Holland Festival: Depois do silêncio

Christiane Jatahy (BR)
Fri 7 Jun ’24 - Sun 9 Jun ’24
Theatre and film about the effect of the Afro-Brazilian and indigenous communities violent past and reality.
Fri 7 Jun ’24
-
Sun 9 Jun ’24

Brazil was one of the last American countries to abolish slavery in 1888. One hundred and thirty-six years later, many citizens are still exploited, discriminated and robbed of their land. Together with three actresses and in her unique visual language, associate artist Christiane Jatahy explores the effect of Brazil’s violent past and reality today.

One of the ways she does this is by using as a basis the internationally acclaimed 2018 novel Torto Arado (translated in English as Crooked Plow) by Itamar Vieira Junior about two sisters, Bibiana and Belonísia, who are driven apart as a result of inequality. Jatahy was also inspired by Eduardo Coutinho’s iconic documentary film Twenty Years Later (1984) about the murder of Brazilian peasant leader João Pedro Teixeira.

Working together with the Afro-Brazilian and indigenous communities of Remanso and Iúna - Chapada Dimantina in the mountainous Bahia hinterland, Jatahy shows the despair and resolve of the original inhabitants. Blending theatre and film, past and present, fiction and reality, she tells the story of two sisters for whom freedom is but a charade in the aftermath of their ancestors’ enslavement.

''The title refers to the silence that is imposed on Afro-descended and indigenous people, robbed of their land and of a space in which to tell their stories. Depois do silêncio is the possibility of a change, the seeds of revolution.'' Christiane Jatahy (in: Bruzz)

  • Duration: 105 min.
  • Language: Portuguese / surtitles: English, Dutch

Credits

based on the text of 'Torto Arado', Itamar Vieira Júnior (published by LeYa) direction Christiane Jatahy text Christiane Jatahy artistic collaboration Thomas Walgrave scenography Thomas Walgrave light design Thomas Walgrave photography Pedro Faerstein video Pedro Faerstein music Vitor Araújo, Aduni Guedes sound design Pedro Vituri mixing Pedro Vituri costumes Preta Marques collaboration text Gal Pareira, Juliana França, Lian Gaia, Tatiana Salem Levy cast Gal Pereira, Juliana França, Caju Bezerra, Aduni Guedes cast film inwoners van de dorpen Remanso en Lúna, Chapada Dimantina production Cie Vértice - Axis productions coproduction Schauspielhaus Zürich, Le Centquatre Paris, Odéon-Théâtre de l'Europe, Wiener Festwochen, Piccolo Teatro di Milano – Teatro d’Europa, Arts Emerson, Riksteatern, Théâtre Dijon-Bourgogne, Théâtre National Wallonie-Bruxelles, deSingel, Künstlerhaus Mousonturm, Temporada Alta, Centro Dramático Nacional

About the maker

Christiane Jatahy (b. 1968) is an author, theatre director and filmmaker who lives and works both in Brazil and Europe. Since 2003, she has been developing a body of work that explores border zones between artistic disciplines, between reality and fiction, actor and character. Sharing her life and work between Brazil and Europe she is a ‘a harsh and acute observer of the violent cruelty of our world.’ In her work she addresses contemporary and historical realities of her home land and global burning issues such as postcolonial legacy, racism and inequalities or migration.

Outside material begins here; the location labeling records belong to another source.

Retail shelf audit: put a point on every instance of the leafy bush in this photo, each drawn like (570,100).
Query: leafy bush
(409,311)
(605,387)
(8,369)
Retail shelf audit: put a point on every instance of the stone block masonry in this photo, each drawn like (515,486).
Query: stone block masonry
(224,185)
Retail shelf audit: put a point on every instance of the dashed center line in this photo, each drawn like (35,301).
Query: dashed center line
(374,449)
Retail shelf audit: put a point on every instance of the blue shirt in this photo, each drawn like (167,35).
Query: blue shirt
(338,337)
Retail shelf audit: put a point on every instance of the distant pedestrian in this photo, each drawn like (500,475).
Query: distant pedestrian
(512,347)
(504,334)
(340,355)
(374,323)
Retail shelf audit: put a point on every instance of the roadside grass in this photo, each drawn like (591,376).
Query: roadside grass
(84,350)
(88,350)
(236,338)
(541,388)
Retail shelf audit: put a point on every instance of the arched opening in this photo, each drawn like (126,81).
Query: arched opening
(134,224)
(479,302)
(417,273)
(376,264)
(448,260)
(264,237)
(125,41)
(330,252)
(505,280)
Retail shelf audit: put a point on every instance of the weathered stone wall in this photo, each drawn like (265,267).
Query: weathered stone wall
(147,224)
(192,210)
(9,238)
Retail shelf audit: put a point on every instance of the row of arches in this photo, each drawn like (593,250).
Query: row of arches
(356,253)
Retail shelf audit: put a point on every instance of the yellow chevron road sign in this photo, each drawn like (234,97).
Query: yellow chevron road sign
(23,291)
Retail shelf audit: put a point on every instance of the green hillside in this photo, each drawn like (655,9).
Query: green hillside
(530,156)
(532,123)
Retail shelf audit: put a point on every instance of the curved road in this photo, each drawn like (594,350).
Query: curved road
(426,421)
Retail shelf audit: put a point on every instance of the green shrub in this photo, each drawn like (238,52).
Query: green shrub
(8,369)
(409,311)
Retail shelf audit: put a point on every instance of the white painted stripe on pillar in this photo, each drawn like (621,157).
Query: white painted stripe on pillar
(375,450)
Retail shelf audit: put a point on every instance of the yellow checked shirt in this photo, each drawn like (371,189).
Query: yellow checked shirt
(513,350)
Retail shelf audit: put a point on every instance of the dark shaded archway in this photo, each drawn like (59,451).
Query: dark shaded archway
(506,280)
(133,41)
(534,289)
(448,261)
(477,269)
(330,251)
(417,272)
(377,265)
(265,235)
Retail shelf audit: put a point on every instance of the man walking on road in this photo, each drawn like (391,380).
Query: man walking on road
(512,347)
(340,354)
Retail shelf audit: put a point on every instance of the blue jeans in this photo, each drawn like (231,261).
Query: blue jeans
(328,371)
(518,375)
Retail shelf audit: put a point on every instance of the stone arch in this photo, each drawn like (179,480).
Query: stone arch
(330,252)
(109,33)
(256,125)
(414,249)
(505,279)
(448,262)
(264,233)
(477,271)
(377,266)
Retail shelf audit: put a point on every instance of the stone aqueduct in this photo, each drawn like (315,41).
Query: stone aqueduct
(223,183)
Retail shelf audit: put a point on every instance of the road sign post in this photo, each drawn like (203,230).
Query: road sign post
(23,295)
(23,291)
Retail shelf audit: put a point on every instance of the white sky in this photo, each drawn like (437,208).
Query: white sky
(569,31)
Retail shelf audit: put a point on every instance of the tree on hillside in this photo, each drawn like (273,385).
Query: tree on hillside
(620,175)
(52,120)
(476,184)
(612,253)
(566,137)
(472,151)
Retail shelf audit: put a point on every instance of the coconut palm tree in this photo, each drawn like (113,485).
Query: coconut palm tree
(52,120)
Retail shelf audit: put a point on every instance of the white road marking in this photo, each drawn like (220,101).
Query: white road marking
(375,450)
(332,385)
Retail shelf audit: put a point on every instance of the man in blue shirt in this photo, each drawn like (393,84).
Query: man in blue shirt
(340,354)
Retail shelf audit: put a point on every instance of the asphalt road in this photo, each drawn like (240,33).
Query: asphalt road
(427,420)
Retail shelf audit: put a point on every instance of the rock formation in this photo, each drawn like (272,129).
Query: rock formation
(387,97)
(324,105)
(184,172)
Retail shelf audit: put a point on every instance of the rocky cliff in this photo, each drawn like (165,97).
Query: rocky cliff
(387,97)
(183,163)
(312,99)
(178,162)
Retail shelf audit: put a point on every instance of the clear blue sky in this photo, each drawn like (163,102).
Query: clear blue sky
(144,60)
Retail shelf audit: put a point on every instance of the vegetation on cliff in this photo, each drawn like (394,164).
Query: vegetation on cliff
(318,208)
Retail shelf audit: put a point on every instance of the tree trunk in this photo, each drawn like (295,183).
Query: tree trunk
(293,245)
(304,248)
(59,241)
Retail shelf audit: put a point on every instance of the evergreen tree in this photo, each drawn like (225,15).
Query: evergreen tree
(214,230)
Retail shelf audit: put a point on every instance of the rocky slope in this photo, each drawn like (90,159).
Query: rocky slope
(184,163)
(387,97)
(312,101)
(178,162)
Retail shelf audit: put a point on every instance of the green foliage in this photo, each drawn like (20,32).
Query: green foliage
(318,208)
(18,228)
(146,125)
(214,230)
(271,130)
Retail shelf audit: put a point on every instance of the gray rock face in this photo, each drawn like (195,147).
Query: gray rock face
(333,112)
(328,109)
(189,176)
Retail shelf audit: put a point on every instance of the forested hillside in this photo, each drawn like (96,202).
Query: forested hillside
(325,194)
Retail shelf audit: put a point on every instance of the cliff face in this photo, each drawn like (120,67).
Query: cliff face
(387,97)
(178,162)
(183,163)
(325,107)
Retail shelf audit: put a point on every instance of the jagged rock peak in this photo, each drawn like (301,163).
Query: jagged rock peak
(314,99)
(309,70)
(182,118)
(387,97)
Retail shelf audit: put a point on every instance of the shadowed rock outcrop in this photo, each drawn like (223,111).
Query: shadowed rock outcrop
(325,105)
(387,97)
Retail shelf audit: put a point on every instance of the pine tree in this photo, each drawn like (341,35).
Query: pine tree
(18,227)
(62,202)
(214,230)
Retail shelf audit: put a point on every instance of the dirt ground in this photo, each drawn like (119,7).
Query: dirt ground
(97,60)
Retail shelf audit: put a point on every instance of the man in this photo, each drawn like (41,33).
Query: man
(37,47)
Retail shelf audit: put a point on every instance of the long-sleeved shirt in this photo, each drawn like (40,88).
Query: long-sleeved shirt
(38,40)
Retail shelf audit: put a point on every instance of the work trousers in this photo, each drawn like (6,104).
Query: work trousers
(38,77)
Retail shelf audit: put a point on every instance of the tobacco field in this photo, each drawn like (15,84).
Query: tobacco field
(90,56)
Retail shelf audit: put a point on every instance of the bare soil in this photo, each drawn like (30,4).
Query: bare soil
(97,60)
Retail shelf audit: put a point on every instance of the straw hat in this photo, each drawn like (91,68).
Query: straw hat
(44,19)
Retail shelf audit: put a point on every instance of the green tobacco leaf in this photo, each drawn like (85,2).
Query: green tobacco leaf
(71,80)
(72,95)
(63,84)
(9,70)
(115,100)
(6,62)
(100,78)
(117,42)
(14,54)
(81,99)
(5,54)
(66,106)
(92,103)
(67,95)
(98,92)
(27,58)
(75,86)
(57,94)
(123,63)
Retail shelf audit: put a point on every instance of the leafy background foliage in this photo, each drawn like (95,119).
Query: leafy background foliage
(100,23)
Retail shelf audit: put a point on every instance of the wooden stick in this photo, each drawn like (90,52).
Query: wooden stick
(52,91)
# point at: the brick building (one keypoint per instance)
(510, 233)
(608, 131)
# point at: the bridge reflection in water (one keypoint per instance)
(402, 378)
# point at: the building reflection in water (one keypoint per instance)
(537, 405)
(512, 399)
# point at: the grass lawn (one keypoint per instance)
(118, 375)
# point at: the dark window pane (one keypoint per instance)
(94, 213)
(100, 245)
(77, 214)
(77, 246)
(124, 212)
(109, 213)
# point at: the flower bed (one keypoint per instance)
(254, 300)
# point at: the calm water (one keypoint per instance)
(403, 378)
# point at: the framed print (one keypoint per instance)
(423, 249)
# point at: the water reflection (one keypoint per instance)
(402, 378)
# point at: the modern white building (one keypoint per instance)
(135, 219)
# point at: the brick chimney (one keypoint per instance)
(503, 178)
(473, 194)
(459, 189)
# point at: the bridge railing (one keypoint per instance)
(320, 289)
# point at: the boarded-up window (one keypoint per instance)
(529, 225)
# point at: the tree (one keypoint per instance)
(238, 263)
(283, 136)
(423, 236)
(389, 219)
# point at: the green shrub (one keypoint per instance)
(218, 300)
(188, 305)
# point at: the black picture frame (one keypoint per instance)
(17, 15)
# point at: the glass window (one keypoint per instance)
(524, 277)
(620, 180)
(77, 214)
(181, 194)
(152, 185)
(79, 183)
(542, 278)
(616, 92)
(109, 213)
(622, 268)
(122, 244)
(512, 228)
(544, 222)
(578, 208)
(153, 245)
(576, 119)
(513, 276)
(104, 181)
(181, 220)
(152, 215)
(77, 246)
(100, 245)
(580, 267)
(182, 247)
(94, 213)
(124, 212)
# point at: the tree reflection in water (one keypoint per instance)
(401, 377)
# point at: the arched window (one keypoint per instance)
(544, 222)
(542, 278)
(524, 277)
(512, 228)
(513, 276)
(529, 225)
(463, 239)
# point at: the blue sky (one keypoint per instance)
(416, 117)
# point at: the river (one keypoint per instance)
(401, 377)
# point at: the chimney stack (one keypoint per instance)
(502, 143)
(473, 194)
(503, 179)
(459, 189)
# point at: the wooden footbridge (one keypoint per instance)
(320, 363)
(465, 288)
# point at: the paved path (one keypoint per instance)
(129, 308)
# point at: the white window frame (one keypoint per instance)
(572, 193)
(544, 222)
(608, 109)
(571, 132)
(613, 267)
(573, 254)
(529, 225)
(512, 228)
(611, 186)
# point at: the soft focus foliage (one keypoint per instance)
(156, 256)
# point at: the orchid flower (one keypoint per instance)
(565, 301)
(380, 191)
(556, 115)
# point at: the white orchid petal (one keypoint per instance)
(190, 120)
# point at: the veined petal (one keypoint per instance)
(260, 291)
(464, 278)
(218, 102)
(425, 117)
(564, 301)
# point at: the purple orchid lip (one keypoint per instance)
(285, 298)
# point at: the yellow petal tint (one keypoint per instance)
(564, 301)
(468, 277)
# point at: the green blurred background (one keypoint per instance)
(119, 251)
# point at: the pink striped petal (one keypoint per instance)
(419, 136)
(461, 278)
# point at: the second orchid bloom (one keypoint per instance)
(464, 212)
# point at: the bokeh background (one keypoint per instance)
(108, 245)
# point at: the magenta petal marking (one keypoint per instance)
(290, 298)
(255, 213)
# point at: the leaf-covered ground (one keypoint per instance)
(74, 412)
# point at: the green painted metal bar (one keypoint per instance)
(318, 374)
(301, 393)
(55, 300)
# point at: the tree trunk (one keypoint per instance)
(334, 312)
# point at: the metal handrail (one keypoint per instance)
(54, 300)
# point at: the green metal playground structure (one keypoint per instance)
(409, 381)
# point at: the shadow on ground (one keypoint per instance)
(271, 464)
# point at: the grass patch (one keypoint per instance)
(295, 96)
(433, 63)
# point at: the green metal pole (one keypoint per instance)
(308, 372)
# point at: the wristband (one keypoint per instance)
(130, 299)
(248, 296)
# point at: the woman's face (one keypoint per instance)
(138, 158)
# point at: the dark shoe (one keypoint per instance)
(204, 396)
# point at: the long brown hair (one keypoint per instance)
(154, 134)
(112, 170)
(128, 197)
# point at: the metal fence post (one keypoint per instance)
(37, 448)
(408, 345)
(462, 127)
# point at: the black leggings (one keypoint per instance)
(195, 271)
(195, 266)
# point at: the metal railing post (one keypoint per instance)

In her work Jatahy not only employs the tools of theatre with cinema, but she also blends facts with fiction in a very intricate way. In 2004 she started researching how to play with the borders between the two, by making documentary work and turned that into fiction. For example in the piece Conjugado, about women living alone in a big city, she spoke to many women about their experiences and transformed collected material into a play about society as well as about individual choices. The piece (and later a film) The lack that moves us in 2005, about a group of actors waiting for the last one to arrive was based on a documentary.

The notion of home is a recurring theme in Jatahy’s work, that she approaches from a wide variety of angles: it's about ancient roots, and being displaced by wars and political circumstances, but it is also about the inherent human capacity for creating new homes and connections. In 2012 Jatahy made In the comfort of your home, a series of interventions, documentaries, performances and video installations by Brazilian artists in the privacy of their homes in London. In 2013, she developed the audiovisual and documentary installation project Utopia.doc, the first in a series of works concerned with the issues of home, exile and migration. The themes of home and belonging will also be central to the work Crossings, a community project in Amsterdam, meant to build conversations between people who otherwise would be unlikely to meet. 

Christiane Jatahy collaborates permanently with many artists – musicians, performers, editors, designers– who she considers family. During Holland Festival 2024 she will present her own work, in collaboration with these artists, and some of her collaborators will present their own projects. Christiane Jatahy sees her role as associate artist to generate new artistic connections, on a small as well as on a big scale.